New orders, production and employment growing, inventories contracting in U.S., says new report
Tempe, AZ — Economic activity in the manufacturing sector expanded in October for the third consecutive month, and the overall economy grew for the sixth consecutive month, say the nation’s supply executives in the latest Manufacturing Institute of Supply Management Report On Business.
The report was issued on November 2nd by Norbert J. Ore, CPSM, C.P.M., chair of the Institute for Supply Management Manufacturing (ISM) Business Survey Committee.
"The manufacturing sector grew for the third consecutive month in October, and the rate of growth is the highest since April 2006 when the PMI registered 56 percent. The jump in the index was driven by production and employment, with both registering significant gains. Production appears to be benefiting from the continuing strength in new orders, while the improvement in employment is due to some callbacks and opportunities for temporary workers. Overall, it appears that inventories are balanced and that manufacturing is in a sustainable recovery mode."
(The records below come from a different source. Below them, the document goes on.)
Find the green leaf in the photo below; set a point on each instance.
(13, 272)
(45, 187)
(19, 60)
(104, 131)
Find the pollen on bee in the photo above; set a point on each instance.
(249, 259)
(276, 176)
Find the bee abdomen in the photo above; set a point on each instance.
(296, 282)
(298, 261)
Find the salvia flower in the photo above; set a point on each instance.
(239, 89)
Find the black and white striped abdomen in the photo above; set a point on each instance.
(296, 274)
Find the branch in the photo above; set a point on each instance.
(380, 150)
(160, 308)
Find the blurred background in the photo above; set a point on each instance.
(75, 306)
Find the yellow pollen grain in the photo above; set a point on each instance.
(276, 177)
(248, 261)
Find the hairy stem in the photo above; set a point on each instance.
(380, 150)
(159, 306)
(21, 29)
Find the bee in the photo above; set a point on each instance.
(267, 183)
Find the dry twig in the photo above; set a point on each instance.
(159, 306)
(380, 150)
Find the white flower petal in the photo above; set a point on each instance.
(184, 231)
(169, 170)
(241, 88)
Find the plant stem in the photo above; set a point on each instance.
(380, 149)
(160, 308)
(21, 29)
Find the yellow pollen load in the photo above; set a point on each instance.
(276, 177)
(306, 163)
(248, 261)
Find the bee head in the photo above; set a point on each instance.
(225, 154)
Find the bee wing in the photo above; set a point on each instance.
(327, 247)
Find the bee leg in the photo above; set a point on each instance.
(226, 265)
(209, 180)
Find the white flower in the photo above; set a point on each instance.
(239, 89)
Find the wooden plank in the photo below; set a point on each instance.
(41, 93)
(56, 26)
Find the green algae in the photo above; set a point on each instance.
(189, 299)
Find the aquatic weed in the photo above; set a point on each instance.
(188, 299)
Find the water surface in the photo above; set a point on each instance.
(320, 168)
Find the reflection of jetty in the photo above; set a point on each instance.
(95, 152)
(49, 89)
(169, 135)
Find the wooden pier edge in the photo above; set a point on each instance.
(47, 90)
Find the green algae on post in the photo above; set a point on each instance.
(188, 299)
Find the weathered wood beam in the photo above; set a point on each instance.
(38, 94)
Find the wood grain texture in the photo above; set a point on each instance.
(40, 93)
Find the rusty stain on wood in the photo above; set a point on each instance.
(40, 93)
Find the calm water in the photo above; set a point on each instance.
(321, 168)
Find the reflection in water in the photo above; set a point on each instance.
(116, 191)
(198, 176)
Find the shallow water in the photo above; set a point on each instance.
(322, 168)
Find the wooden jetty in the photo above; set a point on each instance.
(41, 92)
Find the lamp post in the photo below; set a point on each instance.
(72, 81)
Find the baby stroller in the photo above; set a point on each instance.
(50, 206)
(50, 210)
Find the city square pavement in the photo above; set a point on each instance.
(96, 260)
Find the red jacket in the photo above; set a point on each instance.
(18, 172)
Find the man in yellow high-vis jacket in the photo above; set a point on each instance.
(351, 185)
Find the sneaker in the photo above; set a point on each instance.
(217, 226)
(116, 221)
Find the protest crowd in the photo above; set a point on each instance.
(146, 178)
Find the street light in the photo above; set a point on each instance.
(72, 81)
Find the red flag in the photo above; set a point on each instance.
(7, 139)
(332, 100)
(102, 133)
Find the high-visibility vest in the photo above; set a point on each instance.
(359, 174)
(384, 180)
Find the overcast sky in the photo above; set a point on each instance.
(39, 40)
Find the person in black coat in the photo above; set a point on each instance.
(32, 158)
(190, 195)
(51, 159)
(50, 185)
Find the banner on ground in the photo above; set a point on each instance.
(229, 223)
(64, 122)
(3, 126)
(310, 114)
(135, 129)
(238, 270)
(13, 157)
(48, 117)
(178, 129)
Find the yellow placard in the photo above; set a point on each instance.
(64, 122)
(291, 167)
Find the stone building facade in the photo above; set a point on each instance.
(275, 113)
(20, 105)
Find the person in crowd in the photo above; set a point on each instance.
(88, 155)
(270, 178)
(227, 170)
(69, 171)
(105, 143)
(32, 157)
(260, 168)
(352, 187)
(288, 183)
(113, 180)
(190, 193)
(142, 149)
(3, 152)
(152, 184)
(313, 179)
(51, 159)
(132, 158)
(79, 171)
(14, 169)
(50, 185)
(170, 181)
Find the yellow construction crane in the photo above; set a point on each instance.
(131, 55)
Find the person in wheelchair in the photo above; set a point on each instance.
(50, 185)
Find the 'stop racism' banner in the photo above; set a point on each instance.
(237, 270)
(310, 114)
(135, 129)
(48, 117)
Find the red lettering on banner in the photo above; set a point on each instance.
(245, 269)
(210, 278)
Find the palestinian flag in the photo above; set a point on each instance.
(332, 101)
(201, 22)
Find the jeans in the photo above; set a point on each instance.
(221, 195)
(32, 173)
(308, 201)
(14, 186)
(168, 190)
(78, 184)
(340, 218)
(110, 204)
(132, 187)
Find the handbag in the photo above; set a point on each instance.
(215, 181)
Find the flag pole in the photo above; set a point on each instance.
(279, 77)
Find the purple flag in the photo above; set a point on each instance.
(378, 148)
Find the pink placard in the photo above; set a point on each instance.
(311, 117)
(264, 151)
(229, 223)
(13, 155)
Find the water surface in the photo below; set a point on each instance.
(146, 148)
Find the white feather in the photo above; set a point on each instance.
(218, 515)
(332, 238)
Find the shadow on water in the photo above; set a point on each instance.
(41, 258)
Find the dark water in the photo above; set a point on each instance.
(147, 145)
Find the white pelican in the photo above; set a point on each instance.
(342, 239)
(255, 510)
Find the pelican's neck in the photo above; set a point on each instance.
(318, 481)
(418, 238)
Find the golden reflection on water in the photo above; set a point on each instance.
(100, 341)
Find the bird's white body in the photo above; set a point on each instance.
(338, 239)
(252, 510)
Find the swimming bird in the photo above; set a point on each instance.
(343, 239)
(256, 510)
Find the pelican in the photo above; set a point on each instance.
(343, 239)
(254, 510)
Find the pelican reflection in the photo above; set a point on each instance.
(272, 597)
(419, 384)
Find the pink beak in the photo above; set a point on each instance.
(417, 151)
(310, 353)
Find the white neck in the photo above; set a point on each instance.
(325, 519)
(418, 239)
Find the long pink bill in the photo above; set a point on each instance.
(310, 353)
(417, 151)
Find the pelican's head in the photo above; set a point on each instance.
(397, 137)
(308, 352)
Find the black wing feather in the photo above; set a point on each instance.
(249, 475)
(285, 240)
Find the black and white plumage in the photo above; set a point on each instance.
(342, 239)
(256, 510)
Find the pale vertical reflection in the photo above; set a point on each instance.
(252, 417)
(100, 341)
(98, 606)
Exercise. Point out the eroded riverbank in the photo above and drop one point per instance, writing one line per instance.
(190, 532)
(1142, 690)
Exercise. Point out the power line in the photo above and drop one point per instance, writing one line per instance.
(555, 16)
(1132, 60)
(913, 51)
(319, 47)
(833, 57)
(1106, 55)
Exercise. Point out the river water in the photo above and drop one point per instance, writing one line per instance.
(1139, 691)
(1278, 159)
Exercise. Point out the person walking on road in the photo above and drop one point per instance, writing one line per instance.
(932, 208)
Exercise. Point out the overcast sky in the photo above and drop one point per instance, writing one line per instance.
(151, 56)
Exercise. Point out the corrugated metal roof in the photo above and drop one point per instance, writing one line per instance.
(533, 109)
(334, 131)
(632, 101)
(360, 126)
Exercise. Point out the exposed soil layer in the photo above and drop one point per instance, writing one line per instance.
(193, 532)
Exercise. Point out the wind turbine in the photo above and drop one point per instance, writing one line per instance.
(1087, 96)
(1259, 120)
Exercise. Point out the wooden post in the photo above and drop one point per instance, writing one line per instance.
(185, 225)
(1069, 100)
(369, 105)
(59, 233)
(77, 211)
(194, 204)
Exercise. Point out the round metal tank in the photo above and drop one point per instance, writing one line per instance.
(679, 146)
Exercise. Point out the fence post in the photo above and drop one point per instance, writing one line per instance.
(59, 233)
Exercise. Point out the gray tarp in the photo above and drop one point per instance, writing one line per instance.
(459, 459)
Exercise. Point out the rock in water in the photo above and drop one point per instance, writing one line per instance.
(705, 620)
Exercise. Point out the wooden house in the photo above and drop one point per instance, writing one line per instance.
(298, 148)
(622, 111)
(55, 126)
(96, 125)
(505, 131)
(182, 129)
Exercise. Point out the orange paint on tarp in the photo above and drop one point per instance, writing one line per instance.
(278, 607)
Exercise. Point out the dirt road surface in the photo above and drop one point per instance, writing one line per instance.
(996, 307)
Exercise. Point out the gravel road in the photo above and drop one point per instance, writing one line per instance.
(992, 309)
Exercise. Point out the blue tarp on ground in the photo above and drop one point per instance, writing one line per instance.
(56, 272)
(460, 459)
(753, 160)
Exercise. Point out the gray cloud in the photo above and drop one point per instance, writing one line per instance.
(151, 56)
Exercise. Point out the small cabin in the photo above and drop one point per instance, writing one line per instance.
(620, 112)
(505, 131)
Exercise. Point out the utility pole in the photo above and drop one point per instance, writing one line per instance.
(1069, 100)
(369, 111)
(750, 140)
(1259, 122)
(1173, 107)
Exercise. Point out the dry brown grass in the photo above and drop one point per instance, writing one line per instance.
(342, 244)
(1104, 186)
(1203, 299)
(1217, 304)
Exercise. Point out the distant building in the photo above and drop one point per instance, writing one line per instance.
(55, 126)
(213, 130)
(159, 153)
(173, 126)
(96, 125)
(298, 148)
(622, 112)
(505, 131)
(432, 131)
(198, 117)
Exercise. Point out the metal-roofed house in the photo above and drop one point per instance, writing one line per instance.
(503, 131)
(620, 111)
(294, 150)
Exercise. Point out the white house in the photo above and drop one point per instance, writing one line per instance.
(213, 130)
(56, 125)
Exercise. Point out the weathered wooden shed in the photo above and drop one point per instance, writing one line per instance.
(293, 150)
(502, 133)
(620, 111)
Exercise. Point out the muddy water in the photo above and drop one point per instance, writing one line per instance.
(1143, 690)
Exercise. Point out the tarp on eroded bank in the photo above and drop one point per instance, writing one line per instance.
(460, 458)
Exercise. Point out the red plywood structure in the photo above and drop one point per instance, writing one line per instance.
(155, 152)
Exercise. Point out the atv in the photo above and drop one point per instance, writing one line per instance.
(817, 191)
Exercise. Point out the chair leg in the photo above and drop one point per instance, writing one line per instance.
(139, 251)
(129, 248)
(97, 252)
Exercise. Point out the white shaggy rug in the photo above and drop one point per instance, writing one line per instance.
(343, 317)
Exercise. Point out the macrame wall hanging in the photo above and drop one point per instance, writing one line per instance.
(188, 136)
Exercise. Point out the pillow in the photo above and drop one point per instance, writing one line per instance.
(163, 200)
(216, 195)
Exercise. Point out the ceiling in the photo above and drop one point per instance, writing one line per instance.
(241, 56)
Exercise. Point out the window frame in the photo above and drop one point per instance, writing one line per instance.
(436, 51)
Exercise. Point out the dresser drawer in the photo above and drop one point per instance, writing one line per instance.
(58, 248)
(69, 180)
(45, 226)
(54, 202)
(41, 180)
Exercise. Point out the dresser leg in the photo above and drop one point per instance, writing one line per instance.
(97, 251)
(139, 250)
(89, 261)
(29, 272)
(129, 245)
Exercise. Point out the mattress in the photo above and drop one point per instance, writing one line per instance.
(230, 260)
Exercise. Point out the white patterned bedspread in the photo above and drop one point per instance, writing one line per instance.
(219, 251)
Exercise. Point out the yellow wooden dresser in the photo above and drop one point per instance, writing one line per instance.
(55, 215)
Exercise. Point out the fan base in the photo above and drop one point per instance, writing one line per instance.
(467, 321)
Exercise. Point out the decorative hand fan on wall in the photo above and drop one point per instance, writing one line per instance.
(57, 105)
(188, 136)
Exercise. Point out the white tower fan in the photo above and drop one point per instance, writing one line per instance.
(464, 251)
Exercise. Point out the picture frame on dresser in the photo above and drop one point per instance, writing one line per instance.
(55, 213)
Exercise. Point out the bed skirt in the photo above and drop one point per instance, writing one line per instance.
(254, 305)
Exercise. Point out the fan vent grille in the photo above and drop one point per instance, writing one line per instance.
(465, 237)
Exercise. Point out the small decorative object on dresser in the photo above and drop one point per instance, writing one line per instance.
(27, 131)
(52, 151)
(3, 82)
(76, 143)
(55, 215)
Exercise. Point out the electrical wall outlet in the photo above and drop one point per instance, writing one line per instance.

In October, 13 of the 18 manufacturing industries in the U.S. reported growth. The industries — listed in order — are: Petroleum & Coal Products; Apparel, Leather & Allied Products; Furniture & Related Products; Chemical Products; Computer & Electronic Products; Transportation Equipment; Plastics & Rubber Products; Machinery; Food, Beverage & Tobacco Products; Printing & Related Support Activities; Fabricated Metal Products; Electrical Equipment, Appliances & Components; and Paper Products. The three industries reporting contraction in October are: Nonmetallic Mineral Products; Primary Metals; and Wood Products.
The recovery in manufacturing strengthened in October as the PMI registered 55.7 percent, which is 3.1 percentage points higher than the 52.6 percent reported in September, and the highest reading for the index since April 2006 (56 percent). A reading above 50 percent indicates that the manufacturing economy is generally expanding; below 50 percent indicates that it is generally contracting.
A PMI in excess of 41.2 percent, over a period of time, generally indicates an expansion of the overall economy. Therefore, the PMI indicates growth for the sixth consecutive month in the overall economy, as well as expansion in the manufacturing sector for the third consecutive month. Ore stated, "The past relationship between the PMI and the overall economy indicates that the average PMI for January through October (44.6 percent) corresponds to a 1.1 percent increase in real gross domestic product (GDP). However, if the PMI for October (55.7 percent) is annualized, it corresponds to a 4.5 percent increase in real GDP annually."